Edlin, Richard (DNB00)
|←Edith (d.1075)||Dictionary of National Biography, 1885-1900, Volume 16
|Edmond, — (16th cent.)→|
EDLIN or EDLYN, RICHARD (1631–1677), astrologer, born 29 Sept. 1631 (Sloane MS. 1120, f. 2), was practising in June 1659 what he terms his ‘noble science’ in ‘New Buildings in Sugar Loaf Court at the lower end of Tenter Alley nere little More-fields,’ but by 1664 had removed to a less retired ‘study next door above the four Swans in Bishopsgate Street.’ From the style of his writings he appears to have been a more than ordinarily illiterate knave. He published:
- ‘Observationes Astrologicæ, or An Astrologicall Discourse of the Effects of that notable conjunction of Saturn and Mars that happened October 11, 1658, and other Configurations concomitant. … To which is prefixed a brief Institution for the better understanding the following Discourse, or any other of the like nature; and also added, a most ingenious Discourse of the true Systeme of the World,’ 2 pts., 8vo, London  (with a new title-page, 8vo, London, 1668).
- ‘Præ-Nuncius Sydereus: An Astrological Treatise of the Effects of the Great Conjunction of the two Superior Planets, Saturn & Jupiter, October the Xth 1663, and other Configurations concomitant. Wherein the Fate of Europe for these next twenty years is … conjectured,’ &c., 4to, London, 1664.

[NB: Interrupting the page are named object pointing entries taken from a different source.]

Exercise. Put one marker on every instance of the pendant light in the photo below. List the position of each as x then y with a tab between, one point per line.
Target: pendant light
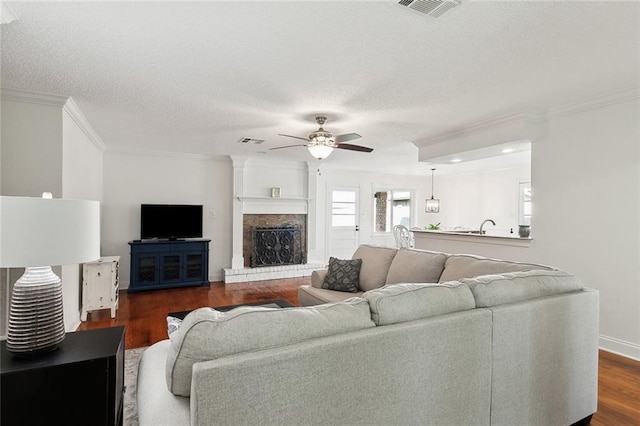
432	205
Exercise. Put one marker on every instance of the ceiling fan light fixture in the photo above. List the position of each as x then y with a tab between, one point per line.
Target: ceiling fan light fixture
320	151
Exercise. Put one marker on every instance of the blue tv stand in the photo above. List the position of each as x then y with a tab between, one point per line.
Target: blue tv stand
158	264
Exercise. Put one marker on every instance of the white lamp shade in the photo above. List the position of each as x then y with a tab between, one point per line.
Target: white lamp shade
320	151
45	232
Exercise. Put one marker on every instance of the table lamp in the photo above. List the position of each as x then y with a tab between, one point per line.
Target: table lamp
36	233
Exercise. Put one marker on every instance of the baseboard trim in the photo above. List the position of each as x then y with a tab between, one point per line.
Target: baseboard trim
620	347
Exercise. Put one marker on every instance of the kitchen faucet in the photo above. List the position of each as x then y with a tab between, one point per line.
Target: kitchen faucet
482	225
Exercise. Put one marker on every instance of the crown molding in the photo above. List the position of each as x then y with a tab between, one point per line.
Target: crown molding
64	102
596	102
167	154
33	97
78	117
518	118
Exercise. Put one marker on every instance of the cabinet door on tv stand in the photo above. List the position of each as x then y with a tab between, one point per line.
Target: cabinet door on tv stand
194	266
170	268
146	272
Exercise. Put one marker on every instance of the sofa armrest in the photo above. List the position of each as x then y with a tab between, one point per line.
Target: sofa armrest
317	277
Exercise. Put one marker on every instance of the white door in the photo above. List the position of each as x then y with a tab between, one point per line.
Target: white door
343	226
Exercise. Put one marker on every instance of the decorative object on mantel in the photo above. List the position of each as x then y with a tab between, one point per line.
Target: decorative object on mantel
36	233
432	205
322	143
524	231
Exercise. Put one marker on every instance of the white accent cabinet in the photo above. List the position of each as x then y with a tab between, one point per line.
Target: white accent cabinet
100	283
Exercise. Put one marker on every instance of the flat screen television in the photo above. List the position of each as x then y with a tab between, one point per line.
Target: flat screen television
170	221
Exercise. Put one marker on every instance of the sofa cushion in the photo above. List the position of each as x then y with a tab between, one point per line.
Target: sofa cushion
309	295
376	261
459	266
343	275
411	301
492	290
416	266
207	334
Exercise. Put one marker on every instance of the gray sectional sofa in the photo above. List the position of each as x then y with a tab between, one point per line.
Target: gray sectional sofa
428	339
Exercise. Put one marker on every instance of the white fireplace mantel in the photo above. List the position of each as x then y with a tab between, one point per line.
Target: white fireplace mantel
269	205
246	203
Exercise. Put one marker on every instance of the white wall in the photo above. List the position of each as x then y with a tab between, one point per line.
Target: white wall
31	148
586	184
45	149
81	180
131	179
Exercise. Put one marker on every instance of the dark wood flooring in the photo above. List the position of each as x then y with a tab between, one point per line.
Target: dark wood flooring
144	316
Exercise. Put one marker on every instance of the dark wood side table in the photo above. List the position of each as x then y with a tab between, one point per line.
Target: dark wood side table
79	383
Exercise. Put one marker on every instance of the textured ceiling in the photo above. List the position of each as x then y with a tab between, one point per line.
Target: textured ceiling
196	77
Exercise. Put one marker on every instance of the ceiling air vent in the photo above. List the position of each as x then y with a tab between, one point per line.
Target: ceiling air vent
433	8
251	140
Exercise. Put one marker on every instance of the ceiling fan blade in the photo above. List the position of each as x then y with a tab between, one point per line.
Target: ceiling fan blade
295	137
353	147
288	146
347	137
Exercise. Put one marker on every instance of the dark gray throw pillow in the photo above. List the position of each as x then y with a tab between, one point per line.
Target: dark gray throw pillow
343	275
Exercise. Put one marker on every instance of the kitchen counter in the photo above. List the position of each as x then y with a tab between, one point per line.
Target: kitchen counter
512	248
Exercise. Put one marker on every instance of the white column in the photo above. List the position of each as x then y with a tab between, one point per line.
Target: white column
312	215
237	259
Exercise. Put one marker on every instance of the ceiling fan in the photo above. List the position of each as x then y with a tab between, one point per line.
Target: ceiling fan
322	143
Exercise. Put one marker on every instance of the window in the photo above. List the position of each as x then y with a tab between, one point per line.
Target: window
392	208
525	204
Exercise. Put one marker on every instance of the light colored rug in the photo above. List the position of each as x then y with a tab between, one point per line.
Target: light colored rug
131	359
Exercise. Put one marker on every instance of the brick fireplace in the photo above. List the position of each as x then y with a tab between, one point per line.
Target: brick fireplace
274	239
285	223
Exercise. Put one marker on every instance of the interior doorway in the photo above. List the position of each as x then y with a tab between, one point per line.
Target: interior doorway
342	222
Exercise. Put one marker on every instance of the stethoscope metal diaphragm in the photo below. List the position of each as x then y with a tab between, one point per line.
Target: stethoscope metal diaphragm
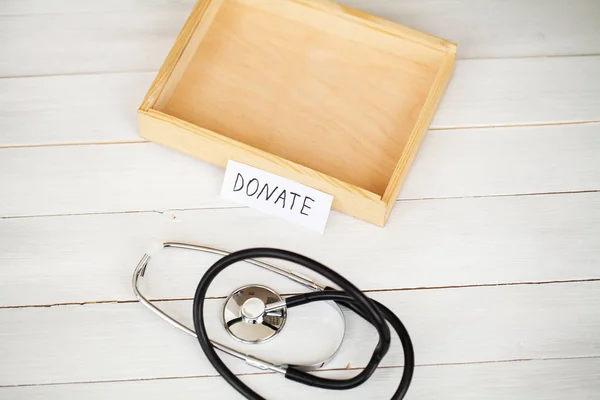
254	314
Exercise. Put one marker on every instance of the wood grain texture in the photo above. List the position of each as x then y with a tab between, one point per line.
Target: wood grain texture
218	150
126	341
299	102
145	31
142	177
482	93
520	380
459	242
174	65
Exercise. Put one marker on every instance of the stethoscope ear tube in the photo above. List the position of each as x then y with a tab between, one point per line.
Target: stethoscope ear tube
350	296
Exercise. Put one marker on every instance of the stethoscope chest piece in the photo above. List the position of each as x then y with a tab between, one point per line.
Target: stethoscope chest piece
254	314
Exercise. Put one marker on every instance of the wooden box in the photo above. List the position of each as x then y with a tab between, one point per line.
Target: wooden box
310	90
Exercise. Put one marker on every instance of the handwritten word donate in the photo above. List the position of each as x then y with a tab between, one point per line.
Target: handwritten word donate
276	195
261	190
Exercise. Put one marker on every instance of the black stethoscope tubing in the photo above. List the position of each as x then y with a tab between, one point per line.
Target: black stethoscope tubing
350	297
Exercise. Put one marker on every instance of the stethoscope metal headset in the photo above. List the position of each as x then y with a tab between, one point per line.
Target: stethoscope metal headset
255	314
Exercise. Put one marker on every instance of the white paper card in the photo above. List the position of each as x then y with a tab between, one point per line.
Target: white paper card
275	195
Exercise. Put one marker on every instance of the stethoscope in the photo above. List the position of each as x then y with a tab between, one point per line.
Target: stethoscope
256	314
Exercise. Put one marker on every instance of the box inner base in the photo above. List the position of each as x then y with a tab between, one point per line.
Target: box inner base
325	101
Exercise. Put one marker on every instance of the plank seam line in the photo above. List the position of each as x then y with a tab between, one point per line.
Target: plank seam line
233	207
409	289
433	129
154	70
517	125
450	364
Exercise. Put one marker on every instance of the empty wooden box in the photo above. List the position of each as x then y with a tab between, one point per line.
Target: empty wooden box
310	90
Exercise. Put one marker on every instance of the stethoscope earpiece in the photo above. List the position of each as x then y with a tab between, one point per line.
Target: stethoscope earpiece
257	314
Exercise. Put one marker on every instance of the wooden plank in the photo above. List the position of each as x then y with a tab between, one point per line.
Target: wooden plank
145	31
481	241
520	380
101	108
71	109
140	177
125	341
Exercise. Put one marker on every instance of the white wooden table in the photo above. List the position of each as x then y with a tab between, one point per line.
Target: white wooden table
491	257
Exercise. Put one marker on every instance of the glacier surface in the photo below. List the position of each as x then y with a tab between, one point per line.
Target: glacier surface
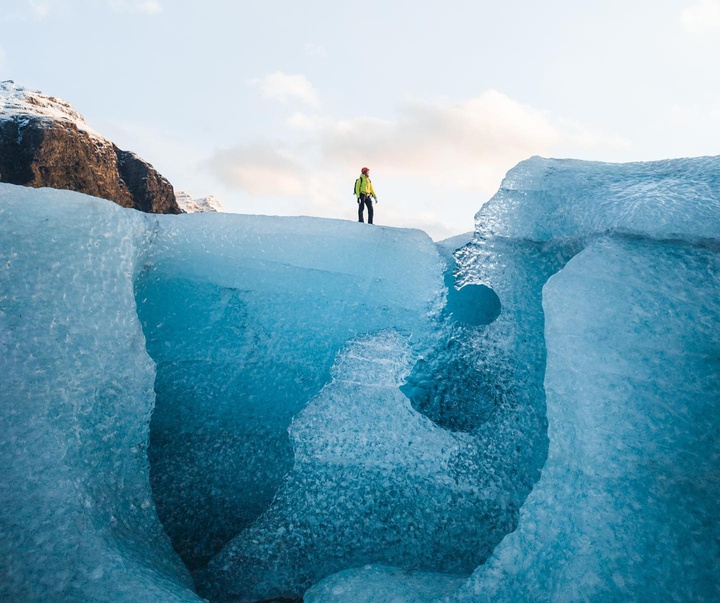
295	403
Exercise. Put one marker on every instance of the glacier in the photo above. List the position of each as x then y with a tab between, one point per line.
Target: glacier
247	408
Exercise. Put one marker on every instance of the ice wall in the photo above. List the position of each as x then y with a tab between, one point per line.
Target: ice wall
627	503
627	506
77	521
244	316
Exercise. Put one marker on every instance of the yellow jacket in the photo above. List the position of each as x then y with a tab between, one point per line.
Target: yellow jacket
363	186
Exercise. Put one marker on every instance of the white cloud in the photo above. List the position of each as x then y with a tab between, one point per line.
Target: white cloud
434	164
464	146
259	169
702	18
282	87
149	7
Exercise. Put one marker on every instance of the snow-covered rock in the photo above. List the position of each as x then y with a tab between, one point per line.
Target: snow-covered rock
198	206
45	142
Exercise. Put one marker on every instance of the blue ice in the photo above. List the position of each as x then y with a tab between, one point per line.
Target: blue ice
272	405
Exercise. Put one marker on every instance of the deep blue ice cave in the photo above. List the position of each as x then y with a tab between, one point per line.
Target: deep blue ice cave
235	408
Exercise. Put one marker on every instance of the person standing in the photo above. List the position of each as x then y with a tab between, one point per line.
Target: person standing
365	195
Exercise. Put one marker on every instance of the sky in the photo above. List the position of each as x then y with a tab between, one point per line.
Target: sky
274	106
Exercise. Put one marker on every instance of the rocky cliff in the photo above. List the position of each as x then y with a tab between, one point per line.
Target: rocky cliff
45	142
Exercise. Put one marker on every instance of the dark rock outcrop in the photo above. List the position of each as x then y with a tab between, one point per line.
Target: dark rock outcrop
44	142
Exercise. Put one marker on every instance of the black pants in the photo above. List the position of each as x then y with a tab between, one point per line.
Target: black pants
362	202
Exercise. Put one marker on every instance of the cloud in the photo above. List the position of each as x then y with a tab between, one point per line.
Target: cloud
433	164
259	169
148	7
702	18
463	146
282	87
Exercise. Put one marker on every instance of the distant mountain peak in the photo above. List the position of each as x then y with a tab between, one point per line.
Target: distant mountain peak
45	142
207	204
18	100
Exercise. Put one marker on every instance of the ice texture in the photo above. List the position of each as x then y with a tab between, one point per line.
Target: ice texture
357	411
622	261
244	316
77	520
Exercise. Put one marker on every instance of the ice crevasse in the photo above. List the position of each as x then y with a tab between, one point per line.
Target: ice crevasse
242	408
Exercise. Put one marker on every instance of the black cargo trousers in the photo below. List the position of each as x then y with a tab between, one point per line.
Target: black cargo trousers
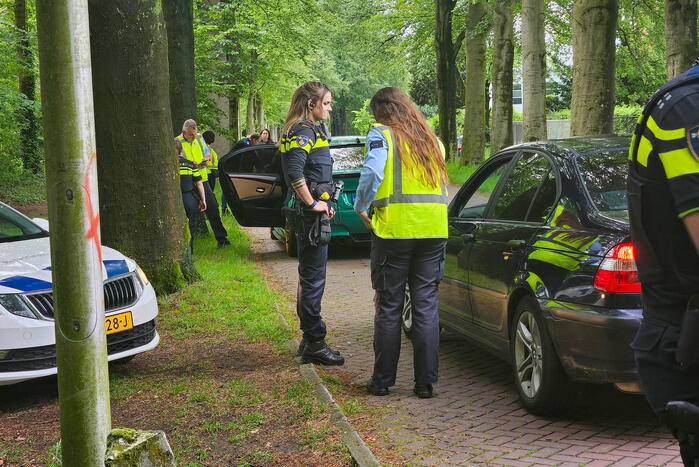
662	378
419	263
313	261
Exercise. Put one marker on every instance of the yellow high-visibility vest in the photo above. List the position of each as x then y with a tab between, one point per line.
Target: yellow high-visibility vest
404	206
194	151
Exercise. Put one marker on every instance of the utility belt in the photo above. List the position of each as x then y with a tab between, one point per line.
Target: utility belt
313	227
687	354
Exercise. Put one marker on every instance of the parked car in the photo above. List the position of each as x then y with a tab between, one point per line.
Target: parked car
27	340
540	266
255	184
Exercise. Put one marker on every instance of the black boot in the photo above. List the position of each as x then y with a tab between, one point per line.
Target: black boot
319	352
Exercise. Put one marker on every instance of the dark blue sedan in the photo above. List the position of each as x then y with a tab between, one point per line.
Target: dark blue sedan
540	266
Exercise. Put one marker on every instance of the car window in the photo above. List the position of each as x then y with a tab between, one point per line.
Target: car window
14	227
262	160
545	198
473	206
605	175
521	187
347	157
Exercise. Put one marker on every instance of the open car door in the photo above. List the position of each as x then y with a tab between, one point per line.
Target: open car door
253	183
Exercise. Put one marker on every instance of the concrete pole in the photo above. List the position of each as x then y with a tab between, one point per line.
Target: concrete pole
71	177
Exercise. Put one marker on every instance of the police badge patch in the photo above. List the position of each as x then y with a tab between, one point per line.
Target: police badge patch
693	141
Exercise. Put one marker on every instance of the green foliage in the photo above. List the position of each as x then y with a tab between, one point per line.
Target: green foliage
363	118
12	102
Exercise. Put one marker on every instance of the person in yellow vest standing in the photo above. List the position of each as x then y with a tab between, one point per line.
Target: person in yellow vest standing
196	150
404	181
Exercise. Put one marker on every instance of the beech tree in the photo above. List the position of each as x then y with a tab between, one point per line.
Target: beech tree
29	132
533	71
141	206
503	59
477	28
447	49
680	35
179	21
594	33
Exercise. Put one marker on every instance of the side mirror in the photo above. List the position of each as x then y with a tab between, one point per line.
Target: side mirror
43	223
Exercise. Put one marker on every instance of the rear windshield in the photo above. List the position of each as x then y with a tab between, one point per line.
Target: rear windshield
14	227
605	174
351	157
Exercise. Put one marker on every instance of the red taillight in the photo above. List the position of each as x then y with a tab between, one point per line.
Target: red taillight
618	272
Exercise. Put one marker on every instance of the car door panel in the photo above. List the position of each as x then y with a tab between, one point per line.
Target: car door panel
253	183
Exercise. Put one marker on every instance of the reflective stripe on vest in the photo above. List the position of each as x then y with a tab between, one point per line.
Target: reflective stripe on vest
404	206
194	152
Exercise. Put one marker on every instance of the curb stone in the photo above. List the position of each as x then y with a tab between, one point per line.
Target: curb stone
360	452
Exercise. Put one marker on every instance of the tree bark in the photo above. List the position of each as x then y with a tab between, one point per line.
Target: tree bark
179	22
250	112
473	142
594	32
503	60
446	75
234	118
29	132
533	71
140	201
680	35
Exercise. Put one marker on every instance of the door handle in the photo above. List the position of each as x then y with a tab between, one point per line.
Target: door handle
516	244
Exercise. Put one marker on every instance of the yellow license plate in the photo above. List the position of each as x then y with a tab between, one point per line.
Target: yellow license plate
119	322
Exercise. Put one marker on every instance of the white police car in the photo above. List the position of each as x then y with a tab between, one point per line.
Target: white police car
27	340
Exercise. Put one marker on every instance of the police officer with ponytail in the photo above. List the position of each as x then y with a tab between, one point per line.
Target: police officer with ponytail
307	166
663	195
404	182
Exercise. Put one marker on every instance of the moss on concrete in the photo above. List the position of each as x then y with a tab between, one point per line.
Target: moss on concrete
135	448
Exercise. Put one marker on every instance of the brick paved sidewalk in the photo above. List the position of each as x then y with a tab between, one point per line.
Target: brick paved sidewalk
475	418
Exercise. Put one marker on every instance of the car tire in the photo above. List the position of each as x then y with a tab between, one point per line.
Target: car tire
406	317
542	384
290	240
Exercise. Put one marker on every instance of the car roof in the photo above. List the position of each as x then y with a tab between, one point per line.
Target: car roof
579	145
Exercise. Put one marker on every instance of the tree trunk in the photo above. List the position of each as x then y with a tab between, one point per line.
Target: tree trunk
680	35
259	113
446	76
503	60
179	21
234	118
594	32
28	135
533	71
473	142
250	112
140	201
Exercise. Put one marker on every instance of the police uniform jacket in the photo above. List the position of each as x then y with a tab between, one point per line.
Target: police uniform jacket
306	156
664	188
189	175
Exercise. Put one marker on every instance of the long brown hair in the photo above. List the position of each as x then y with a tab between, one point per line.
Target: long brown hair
299	109
392	107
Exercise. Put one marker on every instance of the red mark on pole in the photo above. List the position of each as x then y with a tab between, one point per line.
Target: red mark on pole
93	218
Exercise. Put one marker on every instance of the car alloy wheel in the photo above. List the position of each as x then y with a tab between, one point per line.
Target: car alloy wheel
542	384
289	240
407	315
528	354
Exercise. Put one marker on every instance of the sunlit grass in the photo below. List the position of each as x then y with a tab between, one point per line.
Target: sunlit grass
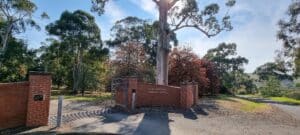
286	100
99	97
242	104
250	106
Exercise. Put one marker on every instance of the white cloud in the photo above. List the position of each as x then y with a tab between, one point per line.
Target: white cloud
255	28
146	5
114	12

Unfortunately, by reason of ‘those enormities’ the author had been ‘so abundantly subject to,’ many of the events foretold had happened before the book came forth, ‘but not before it was penn'd,’ declares Edlin, ‘as divers of my friends do very well know.’ He omits all mention of his own fate, apparently through modesty; he died 19 Feb. 1676–7.[Works; Cooper's New Biographical Dictionary, p. 523.]